Improved macroscopic depletion in 2-D nodal analysis by 2x2 albedo-corrected parameterized equivalence constants method

Abstract

This work introduces a 2x2 albedo-corrected parameterized equivalence constants (APEC) method for the macroscopic depletion of nuclear reactors in 2-D nodal analysis to overcome the inherent limitations of the conventional two-step method. A new 2x2 APEC leakage correction that improves fuel assembly (FA) homogenized group constants (HGCs) with a 2x2 FA subdivision is proposed as an improvement on the previous APEC method correcting the HGCs with a 1x1 FA subdivision. Both burnup-independent and -dependent APEC functions are devised by performing various color-set depletion calculations using a transport lattice code.
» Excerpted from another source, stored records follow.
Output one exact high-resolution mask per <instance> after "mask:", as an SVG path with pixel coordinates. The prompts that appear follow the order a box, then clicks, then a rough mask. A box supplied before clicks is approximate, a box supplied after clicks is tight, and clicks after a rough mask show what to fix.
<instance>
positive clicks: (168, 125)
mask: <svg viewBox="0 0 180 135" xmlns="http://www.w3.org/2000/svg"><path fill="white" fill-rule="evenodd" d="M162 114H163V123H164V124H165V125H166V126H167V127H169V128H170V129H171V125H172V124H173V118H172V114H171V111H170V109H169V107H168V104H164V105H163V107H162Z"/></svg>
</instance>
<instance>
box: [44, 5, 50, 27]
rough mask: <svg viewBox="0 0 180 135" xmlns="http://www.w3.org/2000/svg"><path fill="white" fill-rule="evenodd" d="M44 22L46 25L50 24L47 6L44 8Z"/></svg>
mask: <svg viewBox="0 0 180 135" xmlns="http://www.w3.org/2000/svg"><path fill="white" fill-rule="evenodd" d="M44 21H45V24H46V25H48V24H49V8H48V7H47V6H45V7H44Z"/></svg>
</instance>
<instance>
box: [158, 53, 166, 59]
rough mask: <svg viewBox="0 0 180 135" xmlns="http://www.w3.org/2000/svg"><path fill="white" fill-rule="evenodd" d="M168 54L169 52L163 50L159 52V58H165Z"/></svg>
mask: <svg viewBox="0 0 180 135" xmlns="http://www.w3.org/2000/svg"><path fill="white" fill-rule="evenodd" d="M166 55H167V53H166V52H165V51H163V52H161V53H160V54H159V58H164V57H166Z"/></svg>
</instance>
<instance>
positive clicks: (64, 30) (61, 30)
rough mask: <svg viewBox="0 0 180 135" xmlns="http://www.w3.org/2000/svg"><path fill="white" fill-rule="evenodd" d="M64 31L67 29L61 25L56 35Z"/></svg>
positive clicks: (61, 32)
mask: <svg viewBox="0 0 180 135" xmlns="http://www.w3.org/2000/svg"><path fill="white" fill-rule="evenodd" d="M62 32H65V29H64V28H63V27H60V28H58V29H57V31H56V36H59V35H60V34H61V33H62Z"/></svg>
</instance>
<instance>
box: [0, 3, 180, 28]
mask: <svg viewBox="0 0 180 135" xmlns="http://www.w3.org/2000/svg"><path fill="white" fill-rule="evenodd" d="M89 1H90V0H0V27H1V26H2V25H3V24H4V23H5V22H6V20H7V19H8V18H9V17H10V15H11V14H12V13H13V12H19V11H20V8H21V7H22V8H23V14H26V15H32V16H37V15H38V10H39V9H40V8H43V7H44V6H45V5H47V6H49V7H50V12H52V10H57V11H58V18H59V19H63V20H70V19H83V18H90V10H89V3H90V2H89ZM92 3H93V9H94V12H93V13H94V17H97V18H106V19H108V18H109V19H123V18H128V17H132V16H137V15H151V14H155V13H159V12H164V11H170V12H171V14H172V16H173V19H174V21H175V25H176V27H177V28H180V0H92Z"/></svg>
The APEC method is implemented to an in-house macroscopic depletion nodal code based on the nodal expansion method (NEM). For macroscopic depletion, Xe-135 and Sm-149 transient models are proposed based on simplified Xe-135 and Sm-149 decay chains. In addition to the lattice burnup, power-density is newly introduced as an additional independent parameter in the lattice calculations to consider a history effect in HGCs. Both UOX-loaded and partially MOX-loaded SMR benchmarks are analyzed to assess the performance of the new APEC method. Furthermore, the general applicability of the APEC correction scheme is also evaluated using random variants of the two reference cores, including large-sized PWR problems. Results show that the new burnup-dependent APEC leakage correction can substantially improve the nodal equivalence in terms of the effective multiplication factor and fuel assembly-wise power distribution.